Per l’Università di Sassari è intervenuta alla conferenza stampa anche la professoressa Anna Depalmas, archeologa, componente del comitato scientifico dell’associazione “Sardegna verso l’Unesco”. «Si tratta di un’occasione importante per mettere in atto un’auspicata specifica sinergia tra le Università, la Regione, il Ministero competente, le associazioni di cittadini e tutta la compagine territoriale rappresentata dai tanti comuni che già hanno dato segnali di adesione, per un obiettivo fondamentale quale la corretta restituzione e la manifestazione del valore intrinseco del patrimonio archeologico della Sardegna e, in particolare, dei nuraghi – ha dichiarato Anna Depalmas –
Questa è un’opportunità per mettere a sistema tutti i dati raccolti nel tempo dall’Università di Sassari attraverso le tesi di laurea e gli studi dei nostri studenti e ricercatori, perseguendo la finalità della conoscenza, nostra missione primaria, in questo campo in cui si è già tanto operato, lasciando certamente molte lacune, che solo le nuove ricerche possono colmare. Per fare questo occorrono risorse che consentano ai giovani archeologi formati dalle nostre università di completare le indagini territoriali e di procedere con le ricerche di scavo e di redazione dei repertori per fare sì che si giunga finalmente anche alla definizione dell’entità numerica e alla classificazione tipologica dei nuraghi sardi, opera auspicata e intrapresa all’alba dell’Unità d’Italia e non ancora portata a compimento·»
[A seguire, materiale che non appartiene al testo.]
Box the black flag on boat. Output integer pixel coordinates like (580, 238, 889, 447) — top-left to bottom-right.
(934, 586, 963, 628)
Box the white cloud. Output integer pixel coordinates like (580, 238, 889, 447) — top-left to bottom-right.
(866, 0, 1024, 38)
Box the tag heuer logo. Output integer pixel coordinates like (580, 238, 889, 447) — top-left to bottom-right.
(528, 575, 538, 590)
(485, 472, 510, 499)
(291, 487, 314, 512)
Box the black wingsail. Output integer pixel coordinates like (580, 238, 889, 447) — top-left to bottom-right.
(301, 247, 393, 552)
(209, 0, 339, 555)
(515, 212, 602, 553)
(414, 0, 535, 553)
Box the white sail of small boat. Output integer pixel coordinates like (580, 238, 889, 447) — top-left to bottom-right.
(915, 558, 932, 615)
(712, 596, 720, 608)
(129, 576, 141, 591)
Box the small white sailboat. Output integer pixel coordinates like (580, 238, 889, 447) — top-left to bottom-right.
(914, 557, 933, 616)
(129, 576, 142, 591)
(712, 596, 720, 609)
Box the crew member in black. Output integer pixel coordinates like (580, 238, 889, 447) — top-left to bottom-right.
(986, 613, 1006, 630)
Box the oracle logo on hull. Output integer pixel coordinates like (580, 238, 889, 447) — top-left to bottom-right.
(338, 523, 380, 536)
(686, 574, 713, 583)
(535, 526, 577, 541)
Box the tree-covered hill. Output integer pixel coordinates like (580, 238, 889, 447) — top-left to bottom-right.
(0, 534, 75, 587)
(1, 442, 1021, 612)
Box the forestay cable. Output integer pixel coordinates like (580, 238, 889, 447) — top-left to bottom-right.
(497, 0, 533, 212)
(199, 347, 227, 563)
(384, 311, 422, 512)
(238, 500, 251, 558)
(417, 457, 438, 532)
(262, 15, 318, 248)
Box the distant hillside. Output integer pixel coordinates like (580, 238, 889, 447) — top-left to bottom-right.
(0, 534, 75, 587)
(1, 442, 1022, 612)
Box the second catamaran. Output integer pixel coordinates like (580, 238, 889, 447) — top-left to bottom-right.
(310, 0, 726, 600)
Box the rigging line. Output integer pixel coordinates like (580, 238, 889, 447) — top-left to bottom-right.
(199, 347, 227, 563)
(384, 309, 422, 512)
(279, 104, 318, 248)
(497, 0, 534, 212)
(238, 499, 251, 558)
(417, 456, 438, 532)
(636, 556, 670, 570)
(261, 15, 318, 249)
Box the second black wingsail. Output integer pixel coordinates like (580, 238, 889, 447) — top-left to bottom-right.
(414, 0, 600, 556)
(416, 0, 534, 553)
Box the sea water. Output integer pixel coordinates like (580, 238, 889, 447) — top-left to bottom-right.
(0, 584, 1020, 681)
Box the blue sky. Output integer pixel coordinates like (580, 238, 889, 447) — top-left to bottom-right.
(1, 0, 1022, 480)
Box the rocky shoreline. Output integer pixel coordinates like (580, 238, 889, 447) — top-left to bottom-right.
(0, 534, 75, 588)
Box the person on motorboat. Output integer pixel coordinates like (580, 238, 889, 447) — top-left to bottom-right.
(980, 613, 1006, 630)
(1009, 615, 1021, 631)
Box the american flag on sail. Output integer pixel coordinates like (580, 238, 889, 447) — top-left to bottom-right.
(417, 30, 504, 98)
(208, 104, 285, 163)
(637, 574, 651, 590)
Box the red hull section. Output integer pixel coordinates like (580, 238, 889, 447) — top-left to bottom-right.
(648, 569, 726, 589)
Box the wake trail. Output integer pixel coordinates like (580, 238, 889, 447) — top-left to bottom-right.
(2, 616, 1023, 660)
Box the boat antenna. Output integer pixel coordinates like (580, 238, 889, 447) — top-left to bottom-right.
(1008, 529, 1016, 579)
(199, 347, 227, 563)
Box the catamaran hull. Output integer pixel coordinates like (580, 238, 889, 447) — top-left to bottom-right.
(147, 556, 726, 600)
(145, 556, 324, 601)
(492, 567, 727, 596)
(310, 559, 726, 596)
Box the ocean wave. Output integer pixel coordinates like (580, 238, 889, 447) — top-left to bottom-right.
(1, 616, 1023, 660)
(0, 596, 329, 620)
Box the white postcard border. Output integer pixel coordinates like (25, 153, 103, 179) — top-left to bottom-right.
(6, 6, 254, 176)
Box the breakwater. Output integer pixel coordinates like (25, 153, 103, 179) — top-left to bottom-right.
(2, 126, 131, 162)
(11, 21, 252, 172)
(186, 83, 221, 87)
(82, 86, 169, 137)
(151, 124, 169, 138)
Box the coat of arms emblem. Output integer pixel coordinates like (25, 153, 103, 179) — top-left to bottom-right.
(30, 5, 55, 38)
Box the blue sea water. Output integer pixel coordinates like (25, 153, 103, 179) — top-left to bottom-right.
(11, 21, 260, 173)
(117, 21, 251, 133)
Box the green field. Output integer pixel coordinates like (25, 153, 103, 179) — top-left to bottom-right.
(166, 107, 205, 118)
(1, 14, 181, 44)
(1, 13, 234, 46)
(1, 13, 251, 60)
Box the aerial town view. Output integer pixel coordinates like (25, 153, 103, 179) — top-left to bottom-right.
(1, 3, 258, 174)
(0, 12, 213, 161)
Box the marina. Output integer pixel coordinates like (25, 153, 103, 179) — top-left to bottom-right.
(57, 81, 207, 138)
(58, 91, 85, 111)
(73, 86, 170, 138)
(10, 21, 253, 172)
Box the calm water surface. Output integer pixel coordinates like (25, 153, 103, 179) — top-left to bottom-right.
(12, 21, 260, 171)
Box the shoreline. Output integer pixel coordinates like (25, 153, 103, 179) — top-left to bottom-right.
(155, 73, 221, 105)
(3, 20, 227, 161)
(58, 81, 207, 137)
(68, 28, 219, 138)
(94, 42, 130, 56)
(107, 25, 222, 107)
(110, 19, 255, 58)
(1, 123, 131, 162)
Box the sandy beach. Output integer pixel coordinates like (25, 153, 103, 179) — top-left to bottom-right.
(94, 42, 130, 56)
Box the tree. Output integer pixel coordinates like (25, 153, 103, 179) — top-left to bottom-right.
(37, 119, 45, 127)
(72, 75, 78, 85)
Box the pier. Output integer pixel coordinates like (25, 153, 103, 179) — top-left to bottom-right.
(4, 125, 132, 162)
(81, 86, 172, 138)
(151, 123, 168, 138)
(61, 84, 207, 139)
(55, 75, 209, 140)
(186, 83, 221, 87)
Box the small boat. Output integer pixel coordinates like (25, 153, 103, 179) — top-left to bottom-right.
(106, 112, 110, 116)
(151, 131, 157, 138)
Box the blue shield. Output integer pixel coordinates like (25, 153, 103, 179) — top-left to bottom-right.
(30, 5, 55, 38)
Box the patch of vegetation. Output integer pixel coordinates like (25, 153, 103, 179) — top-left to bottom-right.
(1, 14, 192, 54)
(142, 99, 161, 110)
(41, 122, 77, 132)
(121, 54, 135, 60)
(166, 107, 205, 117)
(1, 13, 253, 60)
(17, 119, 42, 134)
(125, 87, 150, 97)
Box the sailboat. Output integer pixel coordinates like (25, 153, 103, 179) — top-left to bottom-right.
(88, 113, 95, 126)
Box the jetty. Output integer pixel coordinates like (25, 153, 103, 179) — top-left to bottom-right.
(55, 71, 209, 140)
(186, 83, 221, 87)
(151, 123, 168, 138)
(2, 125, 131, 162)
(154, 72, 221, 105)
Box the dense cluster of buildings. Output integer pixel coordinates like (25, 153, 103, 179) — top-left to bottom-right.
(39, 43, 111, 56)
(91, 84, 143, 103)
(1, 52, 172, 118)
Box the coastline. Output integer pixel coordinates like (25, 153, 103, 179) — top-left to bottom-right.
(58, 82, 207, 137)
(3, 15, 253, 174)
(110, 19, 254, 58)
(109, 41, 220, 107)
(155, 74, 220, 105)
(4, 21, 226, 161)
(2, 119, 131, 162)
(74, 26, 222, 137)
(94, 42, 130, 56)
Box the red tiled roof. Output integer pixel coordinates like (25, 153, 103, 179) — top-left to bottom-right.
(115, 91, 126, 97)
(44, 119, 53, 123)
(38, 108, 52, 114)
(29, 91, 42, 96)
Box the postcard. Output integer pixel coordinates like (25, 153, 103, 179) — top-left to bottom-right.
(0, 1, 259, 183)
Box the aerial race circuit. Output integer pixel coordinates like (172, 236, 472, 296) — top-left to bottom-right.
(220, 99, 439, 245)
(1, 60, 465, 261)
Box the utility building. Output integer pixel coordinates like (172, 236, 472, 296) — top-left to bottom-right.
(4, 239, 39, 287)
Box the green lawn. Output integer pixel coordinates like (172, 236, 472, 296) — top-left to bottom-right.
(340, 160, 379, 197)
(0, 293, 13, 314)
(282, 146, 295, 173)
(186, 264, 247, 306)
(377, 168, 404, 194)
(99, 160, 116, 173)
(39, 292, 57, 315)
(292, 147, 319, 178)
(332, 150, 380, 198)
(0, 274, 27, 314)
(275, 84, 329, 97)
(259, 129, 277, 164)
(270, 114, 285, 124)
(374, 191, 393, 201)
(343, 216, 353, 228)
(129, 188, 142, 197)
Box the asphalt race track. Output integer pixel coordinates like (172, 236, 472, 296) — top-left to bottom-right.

«L’interesse di UniCa per la protostoria è ben conosciuta, e ha antiche radici – ha detto Riccardo Cicilloni, docente di Preistoria e Protostoria all’Università di Cagliari -. Il maestro è stato Giovanni Lilliu che ha iniziato una tradizione proseguita negli anni con Enrico Atzeni, che tanti scavi ha fatto, Giuseppa Tanda, che ha promosso studi molto importanti sulla civiltà nuragica, fino ai giorni nostri con il sottoscritto e Carlo Lugliè. Come Università di Cagliari uniamo le varie missioni, dalla ricerca alla didattica. Tanti studenti si formano negli scavi che seguiamo, conoscendo dal vivo questa civiltà importantissima per tutto il Mediterraneo. Una serie di nostre iniziative parlano di ‘archeologia pubblica’, tipiche di un Ateneo che si apre: è uno degli obiettivi su cui il Rettore Maria Del Zompo ha puntato da subito nel suo mandato. L’Università che si apre e mette a disposizione del grande pubblico le conoscenze che man mano si consolidano.»